Columbia Boone County Health Department hosts forum on coronavirus vaccine for Black community
COLUMBIA, Mo. (KMIZ)
Columbia and Boone County residents had the opportunity to attend a forum online to discuss the Coronavirus vaccine. The Columbia/Boone County Health Department hosted a forum Wednesday night to allow the local Black community to ask questions and discuss barriers.
Studies show that fewer Black residents plan on getting the vaccine when it becomes available to them.
The Missouri Department of Health and Senior Services sent the health department numbers from Feb. 19 about the number of people who have received the vaccine, both first and second doses, in Boone County.

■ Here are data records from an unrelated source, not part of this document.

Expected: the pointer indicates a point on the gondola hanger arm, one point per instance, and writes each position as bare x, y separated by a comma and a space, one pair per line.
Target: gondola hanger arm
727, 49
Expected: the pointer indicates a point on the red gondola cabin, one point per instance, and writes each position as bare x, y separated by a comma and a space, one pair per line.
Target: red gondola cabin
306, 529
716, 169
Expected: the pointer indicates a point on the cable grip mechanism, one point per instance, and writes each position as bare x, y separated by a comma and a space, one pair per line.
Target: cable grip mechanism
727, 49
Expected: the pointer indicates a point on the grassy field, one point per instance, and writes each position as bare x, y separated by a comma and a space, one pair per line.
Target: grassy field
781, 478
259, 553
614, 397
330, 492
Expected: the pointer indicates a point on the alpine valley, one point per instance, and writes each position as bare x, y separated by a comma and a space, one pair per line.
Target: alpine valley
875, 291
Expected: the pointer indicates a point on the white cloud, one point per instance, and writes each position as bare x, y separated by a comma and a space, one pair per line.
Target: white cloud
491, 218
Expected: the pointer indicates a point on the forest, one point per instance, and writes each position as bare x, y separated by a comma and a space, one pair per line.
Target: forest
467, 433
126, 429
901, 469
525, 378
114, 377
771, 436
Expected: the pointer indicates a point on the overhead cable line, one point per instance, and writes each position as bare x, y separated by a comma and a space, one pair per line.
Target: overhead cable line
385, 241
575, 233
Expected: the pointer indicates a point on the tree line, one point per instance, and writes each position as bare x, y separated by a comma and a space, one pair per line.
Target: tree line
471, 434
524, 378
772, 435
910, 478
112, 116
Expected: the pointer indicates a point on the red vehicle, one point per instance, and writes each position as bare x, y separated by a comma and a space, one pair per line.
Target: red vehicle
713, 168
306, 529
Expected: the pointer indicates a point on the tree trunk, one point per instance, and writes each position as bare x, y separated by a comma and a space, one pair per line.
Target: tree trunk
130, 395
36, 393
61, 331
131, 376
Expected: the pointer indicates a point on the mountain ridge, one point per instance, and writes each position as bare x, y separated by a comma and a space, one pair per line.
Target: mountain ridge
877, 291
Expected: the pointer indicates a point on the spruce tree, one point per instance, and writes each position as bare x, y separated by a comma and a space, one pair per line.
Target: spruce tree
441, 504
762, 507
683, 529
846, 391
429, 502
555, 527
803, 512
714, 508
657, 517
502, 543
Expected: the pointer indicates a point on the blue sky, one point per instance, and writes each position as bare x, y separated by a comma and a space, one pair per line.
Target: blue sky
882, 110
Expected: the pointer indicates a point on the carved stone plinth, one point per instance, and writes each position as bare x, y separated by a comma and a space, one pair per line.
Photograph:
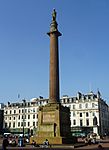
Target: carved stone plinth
53, 124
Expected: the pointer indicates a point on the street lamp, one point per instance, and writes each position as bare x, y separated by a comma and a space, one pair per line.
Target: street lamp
24, 102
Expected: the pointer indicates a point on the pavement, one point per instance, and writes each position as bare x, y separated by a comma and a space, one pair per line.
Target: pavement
102, 145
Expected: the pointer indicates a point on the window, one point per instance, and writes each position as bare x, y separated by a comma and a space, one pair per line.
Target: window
80, 114
87, 122
80, 105
87, 114
74, 122
93, 105
93, 113
33, 109
10, 125
13, 124
34, 124
21, 123
81, 122
74, 114
34, 116
6, 112
86, 105
28, 116
73, 106
5, 125
18, 124
24, 123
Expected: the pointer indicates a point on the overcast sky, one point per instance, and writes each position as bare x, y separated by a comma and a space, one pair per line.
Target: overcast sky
24, 47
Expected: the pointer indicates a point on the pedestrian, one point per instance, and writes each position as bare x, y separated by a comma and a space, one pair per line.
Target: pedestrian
5, 143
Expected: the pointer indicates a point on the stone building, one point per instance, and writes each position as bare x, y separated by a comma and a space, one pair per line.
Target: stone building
1, 117
89, 113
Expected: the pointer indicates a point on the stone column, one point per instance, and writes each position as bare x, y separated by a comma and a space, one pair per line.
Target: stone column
54, 61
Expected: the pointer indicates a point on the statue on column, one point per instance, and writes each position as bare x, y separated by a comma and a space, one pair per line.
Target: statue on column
54, 15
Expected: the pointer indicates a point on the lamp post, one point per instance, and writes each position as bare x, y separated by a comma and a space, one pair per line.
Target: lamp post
24, 101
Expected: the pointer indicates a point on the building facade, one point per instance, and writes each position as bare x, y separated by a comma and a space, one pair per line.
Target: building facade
1, 117
89, 113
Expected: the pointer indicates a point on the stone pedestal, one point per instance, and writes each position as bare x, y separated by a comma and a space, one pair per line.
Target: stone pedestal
53, 124
95, 130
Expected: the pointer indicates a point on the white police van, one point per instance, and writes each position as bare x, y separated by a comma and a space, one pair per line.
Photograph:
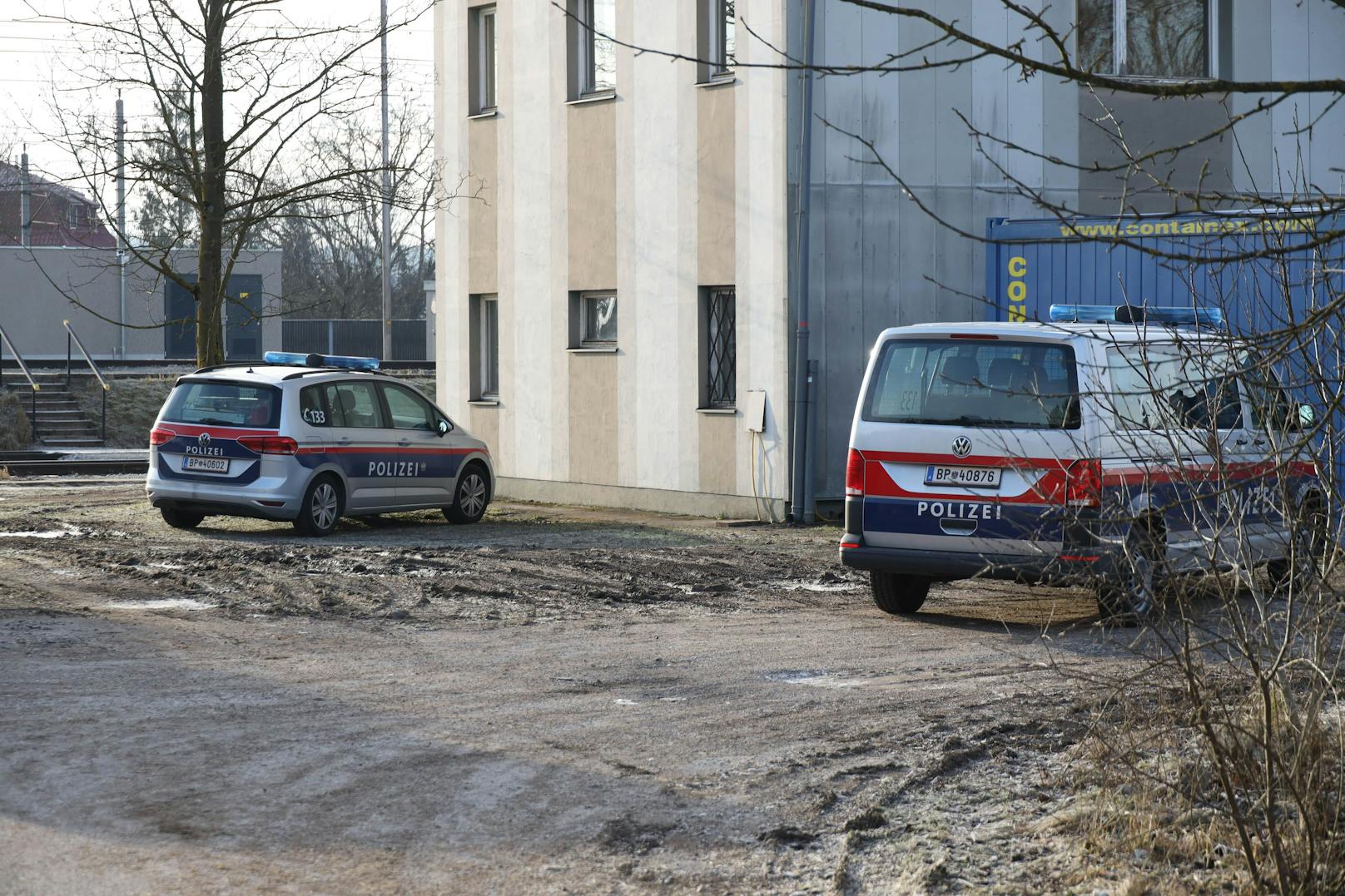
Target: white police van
310, 438
1111, 446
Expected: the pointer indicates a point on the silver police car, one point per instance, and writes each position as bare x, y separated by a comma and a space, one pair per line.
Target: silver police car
310, 438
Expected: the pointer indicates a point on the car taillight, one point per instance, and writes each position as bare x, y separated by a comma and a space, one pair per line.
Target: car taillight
1083, 483
270, 444
854, 474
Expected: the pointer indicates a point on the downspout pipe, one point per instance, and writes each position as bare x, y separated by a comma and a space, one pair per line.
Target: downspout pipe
801, 492
24, 203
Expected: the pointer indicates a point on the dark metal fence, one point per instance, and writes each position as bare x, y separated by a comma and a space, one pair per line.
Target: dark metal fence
362, 338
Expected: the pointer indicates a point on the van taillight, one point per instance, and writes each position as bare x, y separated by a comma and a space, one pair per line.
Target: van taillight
1083, 483
854, 474
270, 444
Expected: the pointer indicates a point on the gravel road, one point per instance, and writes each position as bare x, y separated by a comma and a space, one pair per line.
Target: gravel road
552, 700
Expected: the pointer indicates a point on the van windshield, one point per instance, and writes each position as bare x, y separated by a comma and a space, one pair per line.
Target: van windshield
965, 383
211, 403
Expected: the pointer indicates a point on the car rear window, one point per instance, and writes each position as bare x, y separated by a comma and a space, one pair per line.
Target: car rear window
211, 403
973, 383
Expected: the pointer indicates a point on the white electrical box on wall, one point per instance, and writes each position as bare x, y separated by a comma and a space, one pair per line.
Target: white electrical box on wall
753, 411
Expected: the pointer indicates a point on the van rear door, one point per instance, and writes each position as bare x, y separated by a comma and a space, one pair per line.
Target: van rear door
963, 443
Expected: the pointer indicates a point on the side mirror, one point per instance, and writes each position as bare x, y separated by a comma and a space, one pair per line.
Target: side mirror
1306, 416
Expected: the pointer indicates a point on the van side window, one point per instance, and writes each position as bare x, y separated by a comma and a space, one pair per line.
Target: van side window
354, 403
408, 409
1173, 388
311, 407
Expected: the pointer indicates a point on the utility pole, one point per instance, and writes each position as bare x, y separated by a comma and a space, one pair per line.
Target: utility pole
388, 200
122, 229
802, 490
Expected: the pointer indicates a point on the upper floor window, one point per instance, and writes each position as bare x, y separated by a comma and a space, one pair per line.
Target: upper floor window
482, 56
1146, 38
718, 41
592, 47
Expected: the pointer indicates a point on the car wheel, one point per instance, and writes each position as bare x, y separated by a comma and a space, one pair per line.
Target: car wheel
181, 518
1133, 595
1298, 572
899, 593
320, 509
471, 498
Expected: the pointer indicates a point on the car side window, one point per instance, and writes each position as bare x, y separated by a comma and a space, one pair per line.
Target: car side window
311, 407
354, 403
408, 409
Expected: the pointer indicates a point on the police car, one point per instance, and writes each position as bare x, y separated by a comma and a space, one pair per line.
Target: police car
310, 438
1117, 447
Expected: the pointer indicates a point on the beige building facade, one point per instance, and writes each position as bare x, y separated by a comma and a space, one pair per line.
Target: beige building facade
611, 296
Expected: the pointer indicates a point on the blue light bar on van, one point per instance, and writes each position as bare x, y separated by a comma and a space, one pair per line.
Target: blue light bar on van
319, 361
1137, 314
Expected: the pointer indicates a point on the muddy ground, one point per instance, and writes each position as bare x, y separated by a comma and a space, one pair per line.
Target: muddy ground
554, 700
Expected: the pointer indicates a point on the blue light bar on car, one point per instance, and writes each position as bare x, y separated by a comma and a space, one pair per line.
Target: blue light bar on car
319, 361
1137, 314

According to the data, only 4.29% of Boone County residents who received the vaccine identified as Black or African American, while 70.26% identified as white.
According to the U.S. Census, 77.1% of Columbia's population is white while 10.9% is Black.

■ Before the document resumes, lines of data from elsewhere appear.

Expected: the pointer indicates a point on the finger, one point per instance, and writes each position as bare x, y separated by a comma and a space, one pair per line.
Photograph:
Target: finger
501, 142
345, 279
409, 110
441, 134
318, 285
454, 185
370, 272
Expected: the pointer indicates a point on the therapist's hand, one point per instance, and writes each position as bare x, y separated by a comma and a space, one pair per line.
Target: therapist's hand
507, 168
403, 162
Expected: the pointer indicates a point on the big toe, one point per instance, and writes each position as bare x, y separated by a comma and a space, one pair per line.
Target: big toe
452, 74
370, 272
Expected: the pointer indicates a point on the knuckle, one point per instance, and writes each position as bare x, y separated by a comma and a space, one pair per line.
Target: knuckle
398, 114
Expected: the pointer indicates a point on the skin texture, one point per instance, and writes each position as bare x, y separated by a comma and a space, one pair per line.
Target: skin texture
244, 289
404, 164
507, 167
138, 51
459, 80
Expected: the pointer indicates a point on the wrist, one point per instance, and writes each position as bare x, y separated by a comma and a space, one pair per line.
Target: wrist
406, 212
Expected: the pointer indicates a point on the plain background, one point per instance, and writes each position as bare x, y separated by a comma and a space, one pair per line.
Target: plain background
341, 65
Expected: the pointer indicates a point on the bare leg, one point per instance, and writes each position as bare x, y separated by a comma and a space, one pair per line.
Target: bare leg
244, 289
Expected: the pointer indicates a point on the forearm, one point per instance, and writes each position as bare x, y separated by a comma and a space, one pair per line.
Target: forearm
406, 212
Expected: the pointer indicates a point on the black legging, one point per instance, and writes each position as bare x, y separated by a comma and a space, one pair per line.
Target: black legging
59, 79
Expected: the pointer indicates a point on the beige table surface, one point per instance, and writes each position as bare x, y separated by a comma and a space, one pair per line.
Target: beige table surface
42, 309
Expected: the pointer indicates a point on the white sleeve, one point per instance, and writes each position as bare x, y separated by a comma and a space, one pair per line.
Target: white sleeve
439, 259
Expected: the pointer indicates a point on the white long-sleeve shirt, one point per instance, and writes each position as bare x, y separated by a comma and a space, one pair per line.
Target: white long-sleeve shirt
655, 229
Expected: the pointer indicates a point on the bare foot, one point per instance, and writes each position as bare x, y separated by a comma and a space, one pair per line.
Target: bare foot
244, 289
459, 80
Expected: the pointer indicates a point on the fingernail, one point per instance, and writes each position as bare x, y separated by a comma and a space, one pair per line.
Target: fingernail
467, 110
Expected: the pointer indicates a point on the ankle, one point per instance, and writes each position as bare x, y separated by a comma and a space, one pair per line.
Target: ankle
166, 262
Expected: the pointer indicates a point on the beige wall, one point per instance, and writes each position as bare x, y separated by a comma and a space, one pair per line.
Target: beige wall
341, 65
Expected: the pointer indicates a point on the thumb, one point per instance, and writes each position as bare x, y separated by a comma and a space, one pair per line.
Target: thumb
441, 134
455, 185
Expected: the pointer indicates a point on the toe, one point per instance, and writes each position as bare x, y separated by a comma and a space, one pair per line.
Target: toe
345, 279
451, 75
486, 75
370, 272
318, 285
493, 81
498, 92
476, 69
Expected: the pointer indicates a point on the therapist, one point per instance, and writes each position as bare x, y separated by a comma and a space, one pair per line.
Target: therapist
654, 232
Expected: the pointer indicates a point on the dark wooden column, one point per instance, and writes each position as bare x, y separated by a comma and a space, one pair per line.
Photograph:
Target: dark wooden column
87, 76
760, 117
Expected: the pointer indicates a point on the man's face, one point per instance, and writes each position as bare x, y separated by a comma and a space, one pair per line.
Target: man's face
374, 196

Mary Ratliff, president of the Columbia NAACP, said the chapter wanted to be sure the local Black community was being fairly educated on how they could get the vaccine.
"So we actually talked to the health department about it and with the city manager and all those individuals and shared with them the importance of making sure that African American folks were included," she said.
Ratliff said some people were contacting the NAACP asking about how they could get the vaccine and how to register. She said a large number of people came together to figure out a way to make sure more people were getting information about the vaccine.
Distrust in the medical field is one reason communities of color are more hesitant to receive things like the Coronavirus vaccine. Instances like the Tuskegee Study where Black men were left untreated for syphilis have added to distrust.
"There's been other places that they've felt like sometimes that we've been guinea pigs, and they didn't want to, and that's why when the vaccine came out they were going, 'No! We're not going to get it at first,'" Ratliff said.
She said she did not want people to wait to see if a new vaccine, like the one from Johnson & Johnson, would be more effective.
"I didn't want them to wait. Plus, waiting means people dying," she said.
Ratliff herself has already gotten the vaccine. She said she wanted to serve as an example that the vaccine was safe for people to get.
"I wanted to be able to say that I took it and it didn't hurt me and I've got some other people, prominent community people, that have taken it," she said.
The forum panel discussed things like distrust and the reality of working in the medical field during the pandemic.
"I can't tell you how many patients I have pronounced with family members on Zoom," Steveny Reddie with Boone Hospital Center said. "When COVID first came around in the ICU many of the patients that I saw were African-Americans. They were all African-Americans and that really hit home for me."
Reddie told people not to wait to get the vaccine if they did not have to.
Questions during the forum ranged from side effects of getting the vaccine, to asking if it is better to only get one shot in the series than no shot at all.
Local health care providers like Dr. Christelle Ilboudo from MU Health Care provided answers. At one point she addressed concerns about how quickly the vaccine was developed.
"You have to keep in mind that even though this vaccine was made quickly, the science behind it has been there since, for 10 plus years. I mean, way back when they had the very first SARS virus, way back when they had the SARS pandemic in the Middle East and then they had the MERS, people were already working on this vaccine, so it's not that it just turned out of the blue," she said.
The panelists also had the opportunity to say whether they had received the vaccine or not after being asked and whether they had any hesitations. They were split on getting the vaccine, either because they could not yet or other reasons such as breastfeeding, and on whether or not they had hesitations.
At the end of the forum, participants had the chance to take part in a survey. Of those who answered, 83% said they would get the vaccine, 7% said they would not, and 10% said they were not sure.